In the past 40 years, business has become more complex and, as a consequence, more vulnerable to surprises. Shell Oil was one of the pioneers of pre-emptively managing surprises in the late 1960s. Shell’s anticipation of the 1970s Middle East energy crisis is often claimed to be the foundation for the global competitive edge they maintained for several decades — the crisis was a surprise for the rest of the world, but Shell had prepared for it and was able to respond rapidly. No business could anticipate all surprises through scenario analysis or other procedures — the cost and time required to cover all possibilities would be prohibitive, if it were even possible. The key to responding to surprises is to practice developing contingency plans for selected high impact potential surprises.

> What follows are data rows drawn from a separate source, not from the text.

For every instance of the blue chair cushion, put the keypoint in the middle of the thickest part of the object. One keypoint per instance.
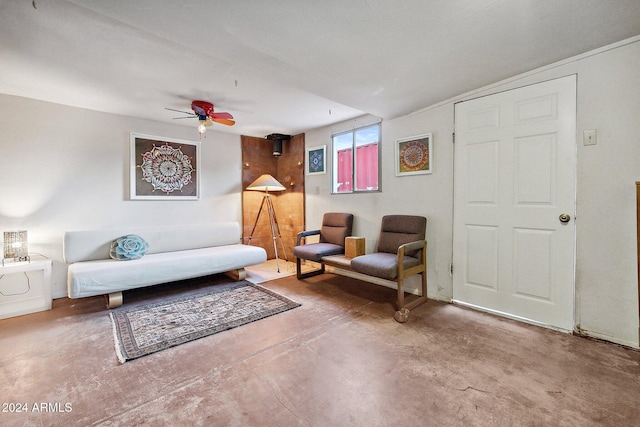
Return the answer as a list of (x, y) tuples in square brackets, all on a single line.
[(381, 264), (128, 247), (315, 251)]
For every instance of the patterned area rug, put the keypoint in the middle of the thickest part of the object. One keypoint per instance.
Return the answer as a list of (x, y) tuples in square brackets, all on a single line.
[(148, 328)]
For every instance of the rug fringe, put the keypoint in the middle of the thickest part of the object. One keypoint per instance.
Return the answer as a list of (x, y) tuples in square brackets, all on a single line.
[(116, 340)]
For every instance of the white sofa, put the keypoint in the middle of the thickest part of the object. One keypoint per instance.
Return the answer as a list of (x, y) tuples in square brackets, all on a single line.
[(174, 253)]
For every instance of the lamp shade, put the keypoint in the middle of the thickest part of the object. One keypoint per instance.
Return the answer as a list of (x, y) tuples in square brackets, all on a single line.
[(266, 183)]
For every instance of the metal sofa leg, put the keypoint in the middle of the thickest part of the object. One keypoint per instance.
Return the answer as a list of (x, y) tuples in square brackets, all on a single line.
[(114, 299), (301, 275), (237, 275)]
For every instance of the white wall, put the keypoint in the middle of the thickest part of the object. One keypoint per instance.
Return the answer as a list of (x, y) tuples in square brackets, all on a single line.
[(606, 254), (64, 168)]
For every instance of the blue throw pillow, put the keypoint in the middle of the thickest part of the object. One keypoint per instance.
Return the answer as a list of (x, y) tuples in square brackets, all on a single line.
[(128, 247)]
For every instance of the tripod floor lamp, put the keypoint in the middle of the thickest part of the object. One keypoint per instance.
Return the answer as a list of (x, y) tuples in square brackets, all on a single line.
[(268, 183)]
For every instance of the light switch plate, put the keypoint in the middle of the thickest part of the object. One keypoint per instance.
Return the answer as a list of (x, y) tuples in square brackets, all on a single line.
[(590, 137)]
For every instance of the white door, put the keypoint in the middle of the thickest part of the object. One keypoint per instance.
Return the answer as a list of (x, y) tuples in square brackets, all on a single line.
[(515, 167)]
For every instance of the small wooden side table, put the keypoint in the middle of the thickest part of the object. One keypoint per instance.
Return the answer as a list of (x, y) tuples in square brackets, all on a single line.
[(25, 287), (354, 246)]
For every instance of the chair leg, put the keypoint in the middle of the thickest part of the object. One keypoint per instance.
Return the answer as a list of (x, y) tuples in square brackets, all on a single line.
[(402, 315), (301, 275)]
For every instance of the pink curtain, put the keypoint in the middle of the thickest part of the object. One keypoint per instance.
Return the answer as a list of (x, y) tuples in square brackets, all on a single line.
[(367, 167), (345, 171)]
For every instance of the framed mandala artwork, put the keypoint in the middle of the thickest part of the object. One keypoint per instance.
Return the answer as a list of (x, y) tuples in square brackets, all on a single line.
[(413, 155), (316, 160), (164, 168)]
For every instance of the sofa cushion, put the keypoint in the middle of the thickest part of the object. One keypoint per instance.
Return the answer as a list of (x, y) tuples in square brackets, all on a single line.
[(129, 247), (381, 264), (315, 251), (107, 275)]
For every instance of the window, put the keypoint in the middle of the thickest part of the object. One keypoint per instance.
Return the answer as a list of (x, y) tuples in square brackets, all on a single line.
[(356, 172)]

In a list of 100 potential surprises that you may be able to identify, the 10% with the highest impact will account for a majority of the total disruption that may be caused by all surprises on the list. Selecting which surprises to focus on when developing scenarios and contingency responses is less important than practicing the ability to respond to surprises as and when they arise. Practicing responding to surprise scenarios is the key; when a surprise unfolds, you want to be well rehearsed in rapidly developing contingency plans and rolling out appropriate responses. This approach to dealing with surprises has characterised successful leadership strategy for thousands of years.

Shell and others selected potential high impact surprises for scenario analysis and contingency planning by using the joint wisdom (gut feel) of their executives supported by input from various think-tanks.


Potential surprises are ranked based on their relative disruptive impact and their probability of occurrence. A set of scenarios are developed and contingency plans formulated along the lines suggested below as soon as a negative trending probability pattern emerges for a type 1 surprise (those that were expected but do not occur) or as soon as a positive trending pattern emerges for a type 2 surprise (those that were not expected but do occur).

Figure 1 – Types of Surprises

For a potential surprise that has reached the pre-determined probability threshold, we need to ask the following four questions:

  1. What is the worst outcome that might be generated for our business’s supply system?
  2. What is the best outcome that might be generated for our business’s supply system?
  3. What is the worst outcome that might be generated from our demand system?
  4. What is the best outcome that might be generated from our demand system?



Using the answers to these questions, four scenarios can be developed (see diagram 2 below). We then focus on developing responses that support the best/best scenario (#2) whilst minimising the potential impact of the worst/worst scenario (#3) – scenarios #1 and #4 can be disregarded, as the best outcome for the business will be secured by pursuing scenario #2 while trying to mitigate scenario #3.

Figure 2 – Extreme Outcome Scenarios for a Surprise


Contingency strategies that aggressively leverage the best/best outcome opportunities while mitigating potential threats arising from the worst/worst outcome are progressively formulated as the likelihood of the surprise increases. Contingency strategies that were previously developed are activated when a potential surprise reaches the pre-determined probability threshold. If the surprise that emerges has not been previously analysed, the experience gained in pre-empting other surprises will facilitate a rapid strategic response anyway, which helps to secure significant competitive advantage.